“If you’re always chasing the next problem, you don’t see three problems ahead.” – Author Unknown
I love this time of year. Students are stepping up to serve in leadership positions. They’re looking ahead to next year and thinking about all of the ways they can help to make it the best year ever. They have all kinds of fresh ideas. They can see the entire year spread out before them.
Unfortunately, somewhere between the start of school and October, they get caught up in all of the busyness and begin to live from event to event (or problem to problem, as mentioned above). They move from head-in-the-clouds with all of the excitement and anticipation of a new year to head-in-the-sand with the pressure to just get through the next thing. Once you lack perspective, it can result in missed opportunities and chisel away at your attempts to be excellent.
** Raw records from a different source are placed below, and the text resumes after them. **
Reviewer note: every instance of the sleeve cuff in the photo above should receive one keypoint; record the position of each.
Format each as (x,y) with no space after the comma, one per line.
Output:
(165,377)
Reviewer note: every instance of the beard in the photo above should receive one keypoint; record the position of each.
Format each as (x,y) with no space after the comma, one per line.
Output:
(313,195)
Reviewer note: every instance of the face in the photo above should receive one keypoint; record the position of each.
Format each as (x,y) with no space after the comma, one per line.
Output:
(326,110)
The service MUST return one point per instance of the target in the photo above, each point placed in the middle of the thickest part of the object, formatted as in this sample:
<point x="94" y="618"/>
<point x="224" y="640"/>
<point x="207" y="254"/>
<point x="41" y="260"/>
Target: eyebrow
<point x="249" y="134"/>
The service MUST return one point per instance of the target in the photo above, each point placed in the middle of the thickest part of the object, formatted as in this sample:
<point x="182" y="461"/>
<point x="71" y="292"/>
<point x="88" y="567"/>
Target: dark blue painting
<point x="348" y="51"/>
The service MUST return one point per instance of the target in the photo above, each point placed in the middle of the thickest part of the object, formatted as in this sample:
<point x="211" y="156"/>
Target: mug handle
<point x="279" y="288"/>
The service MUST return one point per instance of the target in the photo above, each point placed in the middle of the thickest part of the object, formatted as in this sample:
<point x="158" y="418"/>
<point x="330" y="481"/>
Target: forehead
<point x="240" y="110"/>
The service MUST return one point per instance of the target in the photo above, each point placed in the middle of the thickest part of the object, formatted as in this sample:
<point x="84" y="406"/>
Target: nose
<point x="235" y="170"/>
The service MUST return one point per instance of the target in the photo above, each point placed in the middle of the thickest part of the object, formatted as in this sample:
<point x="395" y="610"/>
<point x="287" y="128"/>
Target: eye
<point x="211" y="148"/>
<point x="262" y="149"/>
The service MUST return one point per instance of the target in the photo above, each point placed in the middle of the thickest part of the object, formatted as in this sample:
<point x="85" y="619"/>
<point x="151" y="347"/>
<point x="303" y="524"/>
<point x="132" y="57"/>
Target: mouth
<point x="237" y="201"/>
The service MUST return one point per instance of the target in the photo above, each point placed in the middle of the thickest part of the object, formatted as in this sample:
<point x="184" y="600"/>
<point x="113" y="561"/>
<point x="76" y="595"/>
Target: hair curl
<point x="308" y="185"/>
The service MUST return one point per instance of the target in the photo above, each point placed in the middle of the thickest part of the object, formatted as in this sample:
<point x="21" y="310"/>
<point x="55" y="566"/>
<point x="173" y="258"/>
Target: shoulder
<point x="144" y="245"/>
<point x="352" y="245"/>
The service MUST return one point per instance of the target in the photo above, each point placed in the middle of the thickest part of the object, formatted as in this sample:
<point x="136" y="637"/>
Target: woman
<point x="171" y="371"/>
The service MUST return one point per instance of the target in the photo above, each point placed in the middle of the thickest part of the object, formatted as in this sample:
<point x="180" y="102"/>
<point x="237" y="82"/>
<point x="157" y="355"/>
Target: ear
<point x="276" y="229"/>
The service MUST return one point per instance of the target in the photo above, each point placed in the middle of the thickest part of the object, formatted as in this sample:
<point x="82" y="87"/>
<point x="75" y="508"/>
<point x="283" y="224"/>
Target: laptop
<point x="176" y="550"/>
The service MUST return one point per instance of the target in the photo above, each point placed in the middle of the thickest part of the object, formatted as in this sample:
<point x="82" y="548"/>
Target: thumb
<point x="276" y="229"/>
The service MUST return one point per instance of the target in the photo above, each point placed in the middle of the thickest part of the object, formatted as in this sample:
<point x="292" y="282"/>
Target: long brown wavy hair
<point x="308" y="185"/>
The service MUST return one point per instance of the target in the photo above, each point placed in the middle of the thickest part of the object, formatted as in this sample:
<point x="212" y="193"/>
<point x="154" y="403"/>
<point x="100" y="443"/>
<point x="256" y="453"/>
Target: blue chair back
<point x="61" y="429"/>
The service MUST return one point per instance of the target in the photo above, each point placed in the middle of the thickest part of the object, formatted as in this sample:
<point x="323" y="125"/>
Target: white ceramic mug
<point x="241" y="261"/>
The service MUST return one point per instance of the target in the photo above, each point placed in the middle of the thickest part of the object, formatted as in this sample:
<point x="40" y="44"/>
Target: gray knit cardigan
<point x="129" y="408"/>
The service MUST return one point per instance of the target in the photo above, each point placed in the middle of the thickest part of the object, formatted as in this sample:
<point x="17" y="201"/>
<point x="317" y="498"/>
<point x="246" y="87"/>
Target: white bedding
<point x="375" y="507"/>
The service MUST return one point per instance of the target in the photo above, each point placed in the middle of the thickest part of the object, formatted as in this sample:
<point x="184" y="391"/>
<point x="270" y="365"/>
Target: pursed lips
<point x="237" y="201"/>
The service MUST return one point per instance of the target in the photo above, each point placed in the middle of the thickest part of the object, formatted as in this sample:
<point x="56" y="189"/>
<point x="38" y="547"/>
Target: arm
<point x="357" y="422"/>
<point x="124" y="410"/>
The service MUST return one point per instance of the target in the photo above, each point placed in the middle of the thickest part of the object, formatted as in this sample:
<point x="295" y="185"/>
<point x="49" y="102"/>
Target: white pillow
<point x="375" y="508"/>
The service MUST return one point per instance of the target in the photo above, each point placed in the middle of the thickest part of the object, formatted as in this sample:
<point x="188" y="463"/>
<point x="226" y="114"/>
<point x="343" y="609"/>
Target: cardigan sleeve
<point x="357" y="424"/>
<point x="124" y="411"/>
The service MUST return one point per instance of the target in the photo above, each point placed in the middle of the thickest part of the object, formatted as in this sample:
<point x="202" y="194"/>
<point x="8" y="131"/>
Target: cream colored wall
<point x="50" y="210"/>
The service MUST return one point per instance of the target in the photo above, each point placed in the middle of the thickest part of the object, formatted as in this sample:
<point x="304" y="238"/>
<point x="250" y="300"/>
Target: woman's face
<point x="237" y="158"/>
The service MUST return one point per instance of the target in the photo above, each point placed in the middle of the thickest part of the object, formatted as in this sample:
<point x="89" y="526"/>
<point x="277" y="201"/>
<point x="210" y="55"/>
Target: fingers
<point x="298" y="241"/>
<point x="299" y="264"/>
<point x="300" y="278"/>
I’ve sat in on many student leadership meetings where a student leader’s frustration could have been alleviated if he or she had just planned ahead a little. Living from event to event means sacrificing one’s effectiveness as a leader. Charles Noble said, “You must have a long-range vision to keep you from being frustrated by short-range failures.”
How can we overcome this tendency? I would recommend the following:
- Use a calendar that offers you a weekly rather than a daily view.
- Once a week, sit down with your calendar and look over the next month.
- Once a quarter (every three months), sit down with your calendar and look ahead at the next quarter.
- Build reminders into your calendar so you’re not surprised by approaching events.
- Plan backwards from big events to get deadlines and checkpoints on your calendar.
If all you see is the next event, then you lose much of your capacity to lead. Leaders must be aware of the BIG picture – what’s out there farther ahead. This will give you a better perspective on what is necessary for today.